Expectativas podem ser frustradas, pois nossa crise fiscal tende a estimular União e estados a aplicarem os recursos para acertar suas finanças, em vez de investir em educação, saúde e infraestrutura. E também porque a desindustrialização pela qual passamos pode ser intensificada em decorrência de sobrevalorização cambial. A chamada “maldição dos recursos naturais” é uma ameaça constante ao Brasil. O pré-sal pode induzir o país a padecer desse mal -- também conhecido como Doença Holandesa -- quando se trata do setor petrolífero.

Muitos países passaram por essa paradoxal ameaça. O desempenho da indústria parapetrolífera deles demarca os que sucumbiram, como a Venezuela, e dos que prosperaram, como a Noruega. Entre fatores comuns aos países que prosperaram – com ou sem a “ameaça” do excesso de recursos naturais–, dois se destacam: industrialização baseada em exportações, em vez de substituição de importações (como a estimulada pelas regras brasileiras de conteúdo local), e desenvolvimento de capacidades tecnológicas. Recursos naturais podem ser exauridos ou tornar-se irrelevantes. Mas capacidades tecnológicas são perenes e imbatíveis para induzir desenvolvimento socioeconômico.

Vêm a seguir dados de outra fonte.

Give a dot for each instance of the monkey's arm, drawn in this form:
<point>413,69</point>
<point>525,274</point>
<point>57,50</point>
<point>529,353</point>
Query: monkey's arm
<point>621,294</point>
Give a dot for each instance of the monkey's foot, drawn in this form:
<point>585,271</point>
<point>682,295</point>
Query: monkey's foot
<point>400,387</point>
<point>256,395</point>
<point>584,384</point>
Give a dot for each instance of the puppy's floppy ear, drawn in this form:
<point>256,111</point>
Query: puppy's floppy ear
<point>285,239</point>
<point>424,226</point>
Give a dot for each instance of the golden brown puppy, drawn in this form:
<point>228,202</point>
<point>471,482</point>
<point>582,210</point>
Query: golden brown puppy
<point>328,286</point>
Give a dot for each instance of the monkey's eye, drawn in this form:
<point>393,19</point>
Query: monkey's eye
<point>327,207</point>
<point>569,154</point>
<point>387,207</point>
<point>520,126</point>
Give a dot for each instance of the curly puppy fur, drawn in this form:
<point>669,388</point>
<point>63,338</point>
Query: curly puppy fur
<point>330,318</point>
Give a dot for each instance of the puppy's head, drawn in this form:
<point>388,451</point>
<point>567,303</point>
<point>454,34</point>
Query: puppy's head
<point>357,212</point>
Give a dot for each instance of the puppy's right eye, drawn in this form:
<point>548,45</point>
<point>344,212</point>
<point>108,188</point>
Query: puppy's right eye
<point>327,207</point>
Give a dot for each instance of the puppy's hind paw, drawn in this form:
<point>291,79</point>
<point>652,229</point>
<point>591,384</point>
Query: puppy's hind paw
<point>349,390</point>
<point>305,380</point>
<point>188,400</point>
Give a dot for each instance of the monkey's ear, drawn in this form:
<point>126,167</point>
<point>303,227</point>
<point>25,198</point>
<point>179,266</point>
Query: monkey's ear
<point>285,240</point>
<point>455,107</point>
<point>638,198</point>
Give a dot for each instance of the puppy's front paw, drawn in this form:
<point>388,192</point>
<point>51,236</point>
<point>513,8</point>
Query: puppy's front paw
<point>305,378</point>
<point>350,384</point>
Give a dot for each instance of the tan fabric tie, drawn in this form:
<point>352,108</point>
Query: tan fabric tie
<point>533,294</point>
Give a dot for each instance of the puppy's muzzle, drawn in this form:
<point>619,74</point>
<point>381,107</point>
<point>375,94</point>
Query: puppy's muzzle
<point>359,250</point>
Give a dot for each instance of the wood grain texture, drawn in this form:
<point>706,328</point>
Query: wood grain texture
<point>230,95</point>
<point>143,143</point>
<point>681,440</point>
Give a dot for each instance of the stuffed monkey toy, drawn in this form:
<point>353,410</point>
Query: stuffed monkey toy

A história da Petrobras é esclarecedora quanto ao processo de desenvolvimento de capacidades tecnológicas. Como descrevem Dantas e Bell*, a empresa evoluiu, em pouco mais de 30 anos, de mera assimiladora e usuária à liderança global no desenvolvimento de novas tecnologias. Esse processo não foi fortuito. Ao contrário, resultou de decisões e iniciativas cujo propósito – claramente exitoso – era colocar a empresa na posição que ela hoje ocupa na cena global de exploração de óleo e gás em águas profundas.

Nossa indústria parapetrolífera precisa passar por trajetória similar. Precisa atingir um tal grau de competências tecnológicas que torne a disponibilidade local de petróleo um fator presente, mas não crucial para seu desenvolvimento sustentável. Não há outro caminho que não a combinação de decisões e iniciativas das empresas locais com políticas públicas que sejam indutoras de construção de capacidades tecnológicas e de industrialização baseada em exportações. A ameaça da doença holandesa estará sempre presente. Mas conhecemos sua história, sua etiologia e seus antídotos.

Telmo Ghiorzi é doutor em economia e engenheiro de petróleo.

* Dantas, E., Bell, M. (2011) The Co-Evolution of Firm-Centered Knowledge Networks and Capabilities in Late Industrializing Countries: The Case of Petrobras in the Offshore Oil Innovation System in Brazil. World Development Vol. 39, No. 9, pp. 1570–1591.